Many changes in the workplace require approval before they can be implemented—even some seemingly minor changes. Often that leaves us wondering, is it really worth the paperwork? So it’s understandable that you might not be in a hurry to make potential improvements to your safety program.

 

But what if we told you there are plenty of easy ways to improve upon what you already have and optimize your already modern safety program? You won’t have to request approval from your CEO and you won’t have to buy any special materials!

 

1. Worksite Analysis

A great place to start is a workplace safety analysis. This will help you to find areas that need improvement in regards to safety. It’s a good idea to perform your analysis during the workday so that you can observe task performance in addition to site conditions.

 

There are a few things that you should note:

  • messy or cluttered work areas

  • use (or misuse) of personal protective equipment

  • conditions of tools and machinery

 

Really you should make note of everything positive and negative. With this information, you can correct any problems and ensure that good habits continue. Being thorough and following up can help to make your worksite analysis more successful.

 

2. Communication

Communication is a key element of many programs, and that includes your modern safety program. You should work to improve communication among employees, between employees and management, and among management themselves as well.

 

Communication plays a vital role:

  • before work starts, so everyone is on the same page

  • on the job, especially when employees are working on a task together

  • at the end of the day when feedback can influence the future

 

By improving communication, there is less room for miscommunications and unanswered questions.

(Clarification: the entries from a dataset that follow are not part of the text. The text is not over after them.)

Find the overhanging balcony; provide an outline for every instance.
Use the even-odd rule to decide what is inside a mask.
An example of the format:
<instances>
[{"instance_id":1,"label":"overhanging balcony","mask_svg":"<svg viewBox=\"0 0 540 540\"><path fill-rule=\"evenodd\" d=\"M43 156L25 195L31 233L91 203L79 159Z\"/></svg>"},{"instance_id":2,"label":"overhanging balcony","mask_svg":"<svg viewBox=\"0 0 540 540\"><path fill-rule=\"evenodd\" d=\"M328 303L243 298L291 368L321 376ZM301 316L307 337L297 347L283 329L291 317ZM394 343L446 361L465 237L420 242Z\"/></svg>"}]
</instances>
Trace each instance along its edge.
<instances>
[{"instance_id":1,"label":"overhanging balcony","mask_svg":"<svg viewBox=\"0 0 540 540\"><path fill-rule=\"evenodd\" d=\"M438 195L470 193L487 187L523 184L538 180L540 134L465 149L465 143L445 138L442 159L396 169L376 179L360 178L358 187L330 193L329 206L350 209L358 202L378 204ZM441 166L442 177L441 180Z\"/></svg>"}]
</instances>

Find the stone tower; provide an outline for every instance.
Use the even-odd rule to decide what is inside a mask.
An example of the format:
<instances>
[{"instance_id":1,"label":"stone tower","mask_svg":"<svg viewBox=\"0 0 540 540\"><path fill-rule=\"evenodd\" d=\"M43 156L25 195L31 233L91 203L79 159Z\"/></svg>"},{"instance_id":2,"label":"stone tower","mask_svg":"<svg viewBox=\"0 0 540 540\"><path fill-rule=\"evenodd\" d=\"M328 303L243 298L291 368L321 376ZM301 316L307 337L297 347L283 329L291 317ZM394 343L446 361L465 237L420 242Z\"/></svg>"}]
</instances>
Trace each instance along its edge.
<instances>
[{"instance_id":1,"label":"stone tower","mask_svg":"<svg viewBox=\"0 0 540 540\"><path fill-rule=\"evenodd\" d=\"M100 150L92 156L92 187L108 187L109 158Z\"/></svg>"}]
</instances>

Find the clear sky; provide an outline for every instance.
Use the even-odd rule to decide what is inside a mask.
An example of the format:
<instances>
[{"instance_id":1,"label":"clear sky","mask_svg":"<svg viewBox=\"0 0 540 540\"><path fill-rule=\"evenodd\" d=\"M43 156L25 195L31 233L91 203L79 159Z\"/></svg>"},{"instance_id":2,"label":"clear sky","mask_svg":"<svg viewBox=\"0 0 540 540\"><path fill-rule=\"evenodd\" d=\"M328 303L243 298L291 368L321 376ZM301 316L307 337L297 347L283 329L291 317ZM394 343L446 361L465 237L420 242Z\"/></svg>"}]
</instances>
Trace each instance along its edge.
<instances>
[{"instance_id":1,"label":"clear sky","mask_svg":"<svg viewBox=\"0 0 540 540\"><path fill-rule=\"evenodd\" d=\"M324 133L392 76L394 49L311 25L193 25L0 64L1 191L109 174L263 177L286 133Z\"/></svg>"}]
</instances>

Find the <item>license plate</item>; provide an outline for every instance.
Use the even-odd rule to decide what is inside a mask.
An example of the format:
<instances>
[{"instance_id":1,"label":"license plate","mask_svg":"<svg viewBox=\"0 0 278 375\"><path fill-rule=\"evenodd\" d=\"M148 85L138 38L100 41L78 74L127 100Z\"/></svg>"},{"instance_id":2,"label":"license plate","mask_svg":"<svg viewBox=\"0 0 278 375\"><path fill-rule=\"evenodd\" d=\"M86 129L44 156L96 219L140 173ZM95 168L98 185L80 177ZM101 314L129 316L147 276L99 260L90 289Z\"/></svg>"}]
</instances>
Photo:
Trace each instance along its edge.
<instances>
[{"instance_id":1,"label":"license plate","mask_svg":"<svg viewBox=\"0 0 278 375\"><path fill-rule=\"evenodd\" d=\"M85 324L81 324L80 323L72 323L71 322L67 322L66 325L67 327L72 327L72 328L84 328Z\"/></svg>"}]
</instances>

Promote an open channel for all employees and management to communicate to provide a sturdy foundation for your organization’s safety program.

 

3. Safety Leadership

Be a safety leader! This means that you lead by example and set the standard for everyone else in the workplace. It’s tough to manage a strong safety program if no one takes on the responsibility of a safety leader.

 

As a safety leader:

  • always follow procedures for PPE, equipment, and tasks

  • never take the easy way out if safety will be compromised

  • speak up if unsafe practices are witnessed

 

It can be a demanding role, especially at first, but you don’t need anyone’s approval to set a good example and be the best advocate for safety in your workplace.

  

If you’re looking to enhance your company’s safety program without additional funding or permissions, these three tips are the way to go! Just analyse your workplace safety, work toward improved communication, and become a safety leader—it’s a guaranteed success.